Importing a CDISC ODM XML Document Using a Language Identifier

Overview

This example imports clinical trials data from a CDISC ODM XML document by specifying a language identifier with the LANGUAGE= option in the PROC CDISC statement. By specifying the LANGUAGE= option, PROC CDISC locates the matching language identifier in the ODM TranslatedText element. It creates a SAS format by using the TranslatedText items with a matching language tag attribute (xml:lang).
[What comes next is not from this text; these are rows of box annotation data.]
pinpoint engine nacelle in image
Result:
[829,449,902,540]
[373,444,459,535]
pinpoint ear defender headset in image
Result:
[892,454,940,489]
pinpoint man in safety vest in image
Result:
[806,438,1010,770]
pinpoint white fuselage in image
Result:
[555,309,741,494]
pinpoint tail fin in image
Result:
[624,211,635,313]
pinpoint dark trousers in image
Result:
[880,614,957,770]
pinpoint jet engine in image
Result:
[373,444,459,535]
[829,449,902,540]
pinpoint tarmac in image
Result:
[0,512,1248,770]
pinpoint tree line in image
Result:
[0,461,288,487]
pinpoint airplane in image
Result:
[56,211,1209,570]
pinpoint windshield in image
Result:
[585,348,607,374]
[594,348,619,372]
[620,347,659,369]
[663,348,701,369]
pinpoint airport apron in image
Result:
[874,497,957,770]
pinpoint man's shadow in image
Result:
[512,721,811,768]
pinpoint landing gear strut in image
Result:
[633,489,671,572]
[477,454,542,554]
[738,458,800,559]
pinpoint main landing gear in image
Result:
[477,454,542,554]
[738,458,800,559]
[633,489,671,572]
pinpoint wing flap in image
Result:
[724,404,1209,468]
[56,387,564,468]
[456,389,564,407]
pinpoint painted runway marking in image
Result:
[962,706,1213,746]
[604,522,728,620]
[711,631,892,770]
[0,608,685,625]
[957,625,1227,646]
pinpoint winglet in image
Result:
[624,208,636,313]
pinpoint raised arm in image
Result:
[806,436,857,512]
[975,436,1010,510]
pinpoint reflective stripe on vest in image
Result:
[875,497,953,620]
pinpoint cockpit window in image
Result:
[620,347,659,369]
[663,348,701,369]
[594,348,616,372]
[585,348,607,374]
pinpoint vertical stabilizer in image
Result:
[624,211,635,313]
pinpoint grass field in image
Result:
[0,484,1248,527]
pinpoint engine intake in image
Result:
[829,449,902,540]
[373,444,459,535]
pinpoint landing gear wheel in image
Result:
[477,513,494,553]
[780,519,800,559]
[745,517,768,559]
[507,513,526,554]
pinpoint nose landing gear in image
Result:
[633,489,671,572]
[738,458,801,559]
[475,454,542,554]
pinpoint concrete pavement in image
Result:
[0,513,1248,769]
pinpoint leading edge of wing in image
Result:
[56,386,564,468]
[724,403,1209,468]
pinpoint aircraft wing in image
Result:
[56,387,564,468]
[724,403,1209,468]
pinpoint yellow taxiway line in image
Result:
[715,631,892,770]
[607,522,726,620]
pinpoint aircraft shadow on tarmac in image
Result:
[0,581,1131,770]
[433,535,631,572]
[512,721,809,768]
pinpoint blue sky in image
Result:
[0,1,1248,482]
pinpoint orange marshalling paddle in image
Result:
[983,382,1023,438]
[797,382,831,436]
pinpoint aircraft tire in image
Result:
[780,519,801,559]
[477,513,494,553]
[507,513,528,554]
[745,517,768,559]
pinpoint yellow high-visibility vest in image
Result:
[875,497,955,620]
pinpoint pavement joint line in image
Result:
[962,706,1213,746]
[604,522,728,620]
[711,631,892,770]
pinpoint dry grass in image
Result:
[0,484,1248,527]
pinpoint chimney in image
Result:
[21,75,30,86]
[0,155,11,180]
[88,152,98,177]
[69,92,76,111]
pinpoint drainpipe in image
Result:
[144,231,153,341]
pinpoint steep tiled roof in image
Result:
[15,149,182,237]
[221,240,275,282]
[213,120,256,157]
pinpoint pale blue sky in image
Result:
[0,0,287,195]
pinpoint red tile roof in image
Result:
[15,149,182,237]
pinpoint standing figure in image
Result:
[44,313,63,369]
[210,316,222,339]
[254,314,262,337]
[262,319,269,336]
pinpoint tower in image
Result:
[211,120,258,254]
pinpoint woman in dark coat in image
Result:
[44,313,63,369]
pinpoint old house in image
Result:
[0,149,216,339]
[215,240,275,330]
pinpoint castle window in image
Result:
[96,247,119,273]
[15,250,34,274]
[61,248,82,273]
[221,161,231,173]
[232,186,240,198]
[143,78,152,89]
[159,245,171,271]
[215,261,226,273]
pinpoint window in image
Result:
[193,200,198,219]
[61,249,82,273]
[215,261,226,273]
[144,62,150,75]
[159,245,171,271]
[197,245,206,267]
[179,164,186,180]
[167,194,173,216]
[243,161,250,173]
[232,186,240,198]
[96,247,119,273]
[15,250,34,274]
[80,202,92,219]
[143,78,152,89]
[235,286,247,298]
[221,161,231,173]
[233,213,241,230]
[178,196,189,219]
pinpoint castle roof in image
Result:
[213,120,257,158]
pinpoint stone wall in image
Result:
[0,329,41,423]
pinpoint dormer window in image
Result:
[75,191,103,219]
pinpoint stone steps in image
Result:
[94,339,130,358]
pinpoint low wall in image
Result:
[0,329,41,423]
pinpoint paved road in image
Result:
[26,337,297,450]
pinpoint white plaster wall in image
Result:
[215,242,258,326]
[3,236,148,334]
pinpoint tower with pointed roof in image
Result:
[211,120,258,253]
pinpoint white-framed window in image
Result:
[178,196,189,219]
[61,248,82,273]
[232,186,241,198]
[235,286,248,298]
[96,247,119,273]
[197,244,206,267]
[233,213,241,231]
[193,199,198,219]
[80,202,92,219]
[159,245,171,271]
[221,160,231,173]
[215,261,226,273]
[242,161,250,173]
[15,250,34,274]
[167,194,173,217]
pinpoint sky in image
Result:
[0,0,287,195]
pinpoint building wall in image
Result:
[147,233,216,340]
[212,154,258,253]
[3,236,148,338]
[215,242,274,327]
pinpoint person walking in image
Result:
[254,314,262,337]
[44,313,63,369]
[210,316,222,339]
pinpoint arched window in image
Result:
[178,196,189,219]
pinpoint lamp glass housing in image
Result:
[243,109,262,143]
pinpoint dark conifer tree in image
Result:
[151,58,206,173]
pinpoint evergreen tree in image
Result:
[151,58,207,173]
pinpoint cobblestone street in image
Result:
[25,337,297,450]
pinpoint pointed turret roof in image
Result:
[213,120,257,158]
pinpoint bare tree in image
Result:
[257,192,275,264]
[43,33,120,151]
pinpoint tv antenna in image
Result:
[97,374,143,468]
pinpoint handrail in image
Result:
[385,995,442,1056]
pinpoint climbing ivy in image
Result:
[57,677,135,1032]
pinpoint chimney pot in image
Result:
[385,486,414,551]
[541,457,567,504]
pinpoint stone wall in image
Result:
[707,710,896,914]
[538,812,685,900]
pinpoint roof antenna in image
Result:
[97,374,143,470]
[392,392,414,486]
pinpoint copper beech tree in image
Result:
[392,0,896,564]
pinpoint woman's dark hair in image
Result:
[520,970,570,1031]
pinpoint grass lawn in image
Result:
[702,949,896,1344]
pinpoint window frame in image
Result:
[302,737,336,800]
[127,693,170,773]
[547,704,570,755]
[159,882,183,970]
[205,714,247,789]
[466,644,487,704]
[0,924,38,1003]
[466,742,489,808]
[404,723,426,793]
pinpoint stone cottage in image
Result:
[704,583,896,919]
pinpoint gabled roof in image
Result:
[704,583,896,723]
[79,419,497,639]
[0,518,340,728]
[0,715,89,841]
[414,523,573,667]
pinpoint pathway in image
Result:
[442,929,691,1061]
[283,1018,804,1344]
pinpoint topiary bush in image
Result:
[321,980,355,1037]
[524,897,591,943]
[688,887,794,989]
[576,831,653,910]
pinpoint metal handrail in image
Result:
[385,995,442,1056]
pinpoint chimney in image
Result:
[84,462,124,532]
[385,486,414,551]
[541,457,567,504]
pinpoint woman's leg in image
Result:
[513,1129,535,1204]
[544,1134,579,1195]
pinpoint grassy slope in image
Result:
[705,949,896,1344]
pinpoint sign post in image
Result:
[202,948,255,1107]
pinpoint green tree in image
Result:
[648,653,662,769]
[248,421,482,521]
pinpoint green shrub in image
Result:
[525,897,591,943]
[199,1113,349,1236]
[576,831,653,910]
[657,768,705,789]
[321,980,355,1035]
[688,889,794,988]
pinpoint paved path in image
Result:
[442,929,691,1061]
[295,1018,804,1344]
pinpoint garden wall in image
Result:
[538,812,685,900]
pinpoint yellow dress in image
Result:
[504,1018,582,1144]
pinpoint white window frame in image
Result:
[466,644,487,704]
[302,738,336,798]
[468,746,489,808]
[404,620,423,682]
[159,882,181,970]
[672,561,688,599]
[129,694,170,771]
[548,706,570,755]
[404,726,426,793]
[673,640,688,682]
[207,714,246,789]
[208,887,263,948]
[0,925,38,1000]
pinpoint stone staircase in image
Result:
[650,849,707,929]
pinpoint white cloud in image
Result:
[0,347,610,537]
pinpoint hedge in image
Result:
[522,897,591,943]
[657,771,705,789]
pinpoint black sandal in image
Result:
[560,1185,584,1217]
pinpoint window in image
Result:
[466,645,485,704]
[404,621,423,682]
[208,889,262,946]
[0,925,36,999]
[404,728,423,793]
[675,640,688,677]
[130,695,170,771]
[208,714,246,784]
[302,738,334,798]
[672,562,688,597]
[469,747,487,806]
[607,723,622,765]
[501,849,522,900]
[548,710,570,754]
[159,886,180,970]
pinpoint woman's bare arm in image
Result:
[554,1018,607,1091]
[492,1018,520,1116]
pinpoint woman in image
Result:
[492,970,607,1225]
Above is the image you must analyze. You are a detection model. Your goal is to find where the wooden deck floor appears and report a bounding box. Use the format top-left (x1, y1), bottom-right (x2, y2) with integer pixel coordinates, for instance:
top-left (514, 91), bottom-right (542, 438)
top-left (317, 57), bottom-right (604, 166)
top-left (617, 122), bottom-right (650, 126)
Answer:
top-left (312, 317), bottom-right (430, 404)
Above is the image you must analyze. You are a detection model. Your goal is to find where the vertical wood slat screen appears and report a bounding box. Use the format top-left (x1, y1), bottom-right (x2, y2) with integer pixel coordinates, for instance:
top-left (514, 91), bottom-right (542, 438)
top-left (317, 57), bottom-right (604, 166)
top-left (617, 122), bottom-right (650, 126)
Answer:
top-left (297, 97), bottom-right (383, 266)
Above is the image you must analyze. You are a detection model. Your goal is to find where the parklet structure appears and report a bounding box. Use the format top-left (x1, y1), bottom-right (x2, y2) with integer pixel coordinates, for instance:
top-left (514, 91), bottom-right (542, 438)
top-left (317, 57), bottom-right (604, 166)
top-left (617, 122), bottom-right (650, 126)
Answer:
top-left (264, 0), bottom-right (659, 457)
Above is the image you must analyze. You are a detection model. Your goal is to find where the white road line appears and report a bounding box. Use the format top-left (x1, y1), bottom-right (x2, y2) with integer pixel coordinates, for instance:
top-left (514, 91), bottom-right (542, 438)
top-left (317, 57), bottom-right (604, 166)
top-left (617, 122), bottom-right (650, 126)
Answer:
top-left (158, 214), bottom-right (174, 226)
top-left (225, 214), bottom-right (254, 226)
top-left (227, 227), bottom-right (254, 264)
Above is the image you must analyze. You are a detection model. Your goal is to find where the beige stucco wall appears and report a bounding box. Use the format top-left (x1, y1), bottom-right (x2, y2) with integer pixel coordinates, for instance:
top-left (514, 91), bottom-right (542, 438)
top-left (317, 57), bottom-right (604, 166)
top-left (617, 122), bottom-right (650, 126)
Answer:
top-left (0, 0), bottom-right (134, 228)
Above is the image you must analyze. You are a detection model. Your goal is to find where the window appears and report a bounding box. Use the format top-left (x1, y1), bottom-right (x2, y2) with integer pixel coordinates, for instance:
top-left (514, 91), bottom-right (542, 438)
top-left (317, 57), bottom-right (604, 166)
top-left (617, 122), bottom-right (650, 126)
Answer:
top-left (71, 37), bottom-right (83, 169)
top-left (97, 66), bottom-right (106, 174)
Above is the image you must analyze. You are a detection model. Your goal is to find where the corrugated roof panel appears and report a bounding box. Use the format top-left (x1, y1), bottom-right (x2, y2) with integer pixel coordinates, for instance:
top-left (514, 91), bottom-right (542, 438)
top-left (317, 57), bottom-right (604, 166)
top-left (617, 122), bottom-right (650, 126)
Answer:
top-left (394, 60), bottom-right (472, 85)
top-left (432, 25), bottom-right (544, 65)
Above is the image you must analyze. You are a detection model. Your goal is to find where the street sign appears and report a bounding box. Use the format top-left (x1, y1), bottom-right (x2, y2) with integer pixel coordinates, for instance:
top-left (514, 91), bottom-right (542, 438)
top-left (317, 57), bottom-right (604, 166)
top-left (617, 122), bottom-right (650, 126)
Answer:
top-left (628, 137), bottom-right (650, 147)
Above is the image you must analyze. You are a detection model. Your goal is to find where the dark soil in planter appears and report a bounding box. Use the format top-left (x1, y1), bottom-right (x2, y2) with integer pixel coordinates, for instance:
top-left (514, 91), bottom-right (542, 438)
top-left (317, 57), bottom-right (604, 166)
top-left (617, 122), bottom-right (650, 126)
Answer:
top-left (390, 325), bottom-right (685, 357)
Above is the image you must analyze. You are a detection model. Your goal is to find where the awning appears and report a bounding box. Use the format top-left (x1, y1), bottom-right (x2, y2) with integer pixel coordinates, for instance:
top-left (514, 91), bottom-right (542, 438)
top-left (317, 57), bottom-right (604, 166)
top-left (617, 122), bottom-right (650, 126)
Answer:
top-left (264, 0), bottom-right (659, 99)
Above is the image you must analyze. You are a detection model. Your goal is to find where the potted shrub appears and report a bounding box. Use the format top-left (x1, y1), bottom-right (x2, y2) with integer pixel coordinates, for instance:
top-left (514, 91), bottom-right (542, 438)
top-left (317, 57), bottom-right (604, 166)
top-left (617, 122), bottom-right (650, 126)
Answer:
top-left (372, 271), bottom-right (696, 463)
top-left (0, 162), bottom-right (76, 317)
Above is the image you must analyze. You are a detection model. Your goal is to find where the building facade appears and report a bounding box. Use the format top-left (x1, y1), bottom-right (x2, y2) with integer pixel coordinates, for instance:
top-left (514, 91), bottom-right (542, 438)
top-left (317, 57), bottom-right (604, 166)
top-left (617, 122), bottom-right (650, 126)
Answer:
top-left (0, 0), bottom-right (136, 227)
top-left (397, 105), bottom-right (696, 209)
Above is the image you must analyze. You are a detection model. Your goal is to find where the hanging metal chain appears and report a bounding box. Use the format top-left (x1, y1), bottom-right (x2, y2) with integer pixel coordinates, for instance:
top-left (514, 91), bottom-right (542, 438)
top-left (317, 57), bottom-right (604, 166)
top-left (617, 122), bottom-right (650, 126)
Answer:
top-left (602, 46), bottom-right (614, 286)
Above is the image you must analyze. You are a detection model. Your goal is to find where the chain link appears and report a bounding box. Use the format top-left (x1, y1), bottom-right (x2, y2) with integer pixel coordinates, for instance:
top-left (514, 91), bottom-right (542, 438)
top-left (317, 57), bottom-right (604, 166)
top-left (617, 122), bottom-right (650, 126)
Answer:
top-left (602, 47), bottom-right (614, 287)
The created SAS format is then applied to the data that is imported from the XML document.
This example imports the following XML document:
<?xml version="1.0" encoding="windows-1252" ?>
<!--
      Clinical Data Interchange Standards Consortium (CDISC)
      Operational Data Model (ODM) for clinical data interchange

      You can learn more about CDISC standards efforts at 
      http://www.cdisc.org/standards/index.html
  -->

<ODM xmlns="http://www.cdisc.org/ns/odm/v1.2"
     xmlns:ds="http://www.w3.org/2000/09/xmldsig#"
     xmlns:xsi="http://www.w3.org/2001/XMLSchema-instance"
     xsi:schemaLocation="http://www.cdisc.org/ns/odm/v1.2 ODM1-2-0.xsd"

     ODMVersion="1.2"
     FileOID="000-00-0000"
     FileType="Snapshot"
     Description="testing codelist stuff"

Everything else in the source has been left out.